Both Gardasil and Cervarix are also recommended for girls by the CDC in its 2011 interim Vaccine Information Statement. It stresses that the vaccine is important because “it can prevent most cases of cervical cancer in females” if given before exposure to the virus.

The American Cancer Society recommends the HPV vaccine for girls 11 to 12 years old, adding that girls as young as age 9 can get the vaccination as well. It holds off on suggesting women age 19 to 26 get the vaccine, citing a lack of evidence on its effectiveness in that group.

The Wall Street Journal is much more clear-eyed about the kerfuffle:

Opponents of mandatory vaccination include social conservatives who believe the vaccine will increase promiscuity, though we suspect watching MTV is a greater spur to teen sex. Opposition to state involvement in treatment decisions has more force: HPV is not casually communicable like polio or measles. Yet the executive order included a clause that allowed families to opt out for “reasons of conscience” or “to protect the right of parents to be the final authority on their children’s health care.” At a certain point, the distinction between “opt in” and “opt out” becomes academic when the violation of liberty is filling out minor paperwork.

The larger opportunity here is to eradicate a potentially terminal disease that has huge economic, social and other costs. Such progress is especially welcome when other government trends—the FDA’s cancer drug approvals, the eventual treatment restrictions inherent in national health care—are running in the opposite direction. …
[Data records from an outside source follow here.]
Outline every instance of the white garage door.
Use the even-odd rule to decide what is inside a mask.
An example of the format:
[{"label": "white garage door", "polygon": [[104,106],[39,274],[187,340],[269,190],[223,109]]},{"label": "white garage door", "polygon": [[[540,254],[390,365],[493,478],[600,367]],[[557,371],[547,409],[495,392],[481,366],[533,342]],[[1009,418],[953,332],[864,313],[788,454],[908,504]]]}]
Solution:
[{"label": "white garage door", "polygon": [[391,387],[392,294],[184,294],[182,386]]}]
Mrs. Bachmann’s vaccine demagoguery is another matter. After the debate the Minnesotan has been making the talk show rounds implying that HPV vaccines cause “mental retardation” on the basis of no evidence. This is the kind of know-nothingism that undermines public support for vaccination altogether and leads to such public health milestones as California reporting in 2010 the highest number of whooping cough cases in 55 years.

The GOP critique of government in the age of Obama would be more credible if the party’s candidates did not equate trying to save lives with tyranny.

It’s one thing for the voters of one Congressional district to send Bachmann to Congress. (After all, Milwaukee voters have been sending Gwen Moore to Congress and Lena Taylor to the state Senate.) It’s quite another for someone who apparently believes what she’s told without skepticism or even attempting to fact-check (vaccines cause mental retardation?) to get your vote for president. Bachmann wasn’t going to get the GOP nomination anyway, but one issue has demonstrated she doesn’t deserve it.

And, of course, there is this irrefutable point from Twitter:

I see Gardasil is still being debated. I’m sure the millions of unemployed are really worried about that.